Lulus Verifikasi Dewan Pers No.126/DP-Terverifikasi/K/X/2017

Aida Nilai RUU Daerah Perbatasan bisa Selesaikan Persoalan Perbatasan di Kepri
Oleh : Surya Irawan
Rabu | 12-06-2013 | 14:42 WIB
Aida-Ismeth-Abdullah1.JPG Honda-Batam

PKP Developer


Senator DPD RI Kepri Aida Z Ismeth

JAKARTA, batamtoday -  Komite I DPD RI menggelar focus group discussion (FGD) untuk merumuskan rancangan undang-undang (RUU) Daerah Perbatasan selama dua hari, Selasa-Rabu, 11-12 Juni 2013.



Sebab, wilayah Indonesia berbatasan dengan negara tetangga, setidaknya ada 10 negara baik darat maupun laut seperti Provinsi Kepulauan Riau (Kepri) yang berbatasan dengan Singapura, Malaysia, Vietnam, Thailand dan Laut Cina Selatan (RRC).

Anggota Komite I DPD RI asal  Kepulauan Riau (Kepri) Aida Z Ismeth mengatakan, permasalahan perbatasan tidak akan selesai karena penangananya di lapangan masih tumpang tindih antara BNPP dengan kementerian terkait.

"Dengan adanya UU Daerah Perbatasan yang tengah dibahas DPD, mudah-mudahan semua persoalan perbatasan  seperti di Kepri bisa terselesaikan karena diperlukan anggaran yang cukup untuk mengelola perbatasan," kata Senator Aida dari Kepri di Jakarta, Rabu (12/6/2013). 

Dengan adanya UU Daerah Perbatasan itu, selain mengatur soal betas daerat dan laut Indonesia dengan negara tetangga, menurut Aida, bisa menjadi payung hukum bagi BNPP membangun daerah perbatasan, tanpa harus tumpang tindih lagi dengan kementerian terkait.

"Saya tetap mengusulkan BNPP statusnya dinaikkan menjadi kementerian tersendiri, bukan lagi badan dibawa kementerian dalam negeri yang mengkoodinasi kementerian-kementerian terkait," kata istri Ismeth Abdullah, mantan Gubernur Kepri ini.

Sedangkan Kepala bidang fasilitasi pelaksanaan monitoring & evaluasi Badan Nasional Pengelola Perbatasan (BNPP) Sugiarto mengatakan, permasalahan utama dalam pengelolaan perbatasan seperti beberapa segmen batas negara wilayah darat dan laut masih belum tuntas.

"Kondisi kawasan perbatasan yang belum sepenuhnya aman atau tertib, sehingga sering terjadi kasus-kasus pelanggaran batas negara dan lintas batas negara yang berpotensi merugikan negara," kata Sugiarto.

Menurut Sugiarto, kondisi kawasan perbatasan yang masih terosilir secara komunikasi dan fisik infrastruktur menyebabkan  banyak desa-desa yang tertinggal pada kawasan perbatasan sehingga memprihatinkan kondisi masyarakat yang tinggal di wilayah tersebut.

"Kondisi seperti ini diperparah dengan adanya kesenjangan sosial ekonomi dengan negara tetangga, padahal potensi sumberdayanya cukup besar.

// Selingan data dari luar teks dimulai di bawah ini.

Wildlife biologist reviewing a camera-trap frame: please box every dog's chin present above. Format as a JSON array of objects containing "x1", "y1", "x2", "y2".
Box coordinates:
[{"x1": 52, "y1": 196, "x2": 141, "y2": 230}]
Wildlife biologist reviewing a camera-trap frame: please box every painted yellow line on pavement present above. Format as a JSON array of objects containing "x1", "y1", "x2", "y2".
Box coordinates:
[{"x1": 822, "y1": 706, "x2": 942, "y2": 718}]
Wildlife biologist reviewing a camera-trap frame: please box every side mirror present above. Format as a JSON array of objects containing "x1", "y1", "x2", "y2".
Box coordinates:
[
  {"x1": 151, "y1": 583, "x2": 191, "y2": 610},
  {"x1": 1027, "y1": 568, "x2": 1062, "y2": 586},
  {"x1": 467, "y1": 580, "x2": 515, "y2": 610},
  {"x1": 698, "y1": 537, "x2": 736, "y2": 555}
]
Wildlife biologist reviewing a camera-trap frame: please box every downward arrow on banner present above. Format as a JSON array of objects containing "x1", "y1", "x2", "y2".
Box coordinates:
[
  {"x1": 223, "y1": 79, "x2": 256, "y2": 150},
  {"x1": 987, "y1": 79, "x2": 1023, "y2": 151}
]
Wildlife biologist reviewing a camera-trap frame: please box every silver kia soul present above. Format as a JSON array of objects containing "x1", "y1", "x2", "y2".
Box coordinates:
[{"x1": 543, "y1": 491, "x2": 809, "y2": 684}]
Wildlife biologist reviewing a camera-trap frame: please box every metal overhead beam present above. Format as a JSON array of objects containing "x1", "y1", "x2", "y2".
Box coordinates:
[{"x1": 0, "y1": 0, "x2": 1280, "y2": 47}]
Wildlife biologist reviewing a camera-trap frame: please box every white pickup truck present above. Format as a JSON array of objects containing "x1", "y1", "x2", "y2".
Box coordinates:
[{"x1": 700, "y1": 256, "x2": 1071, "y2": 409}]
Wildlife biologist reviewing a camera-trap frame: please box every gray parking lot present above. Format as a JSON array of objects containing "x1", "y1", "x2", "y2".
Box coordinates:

Jika dibiarkan akan menimbulkan kecemburuan sosial dan berpotensi degradasi jiwa kebangsaan," katanya.

Sedangkan Oktavino Alimudin dari Kementerian Luar Negeri (Kemenlu) mengatakan, ada beberapa faktor yang mengakibatkan daerah perbatasan jauh tertinggal di bandingkan daerah lain   seperti tidak adanya peran yang jelas mengenai  kewenangan pemerintah pusat,  pemerintah provinsi, serta pemerintah kabupaten dan kota.

"Karena itu harus harus adanya aturan yang menyempurnakan area daerah perbatasan, penyesuaian kewenangan pemerintah pusat sesuai hukum internasional, peran pemerintah daerah dalam mengelola batas maritim," kata Oktaviano.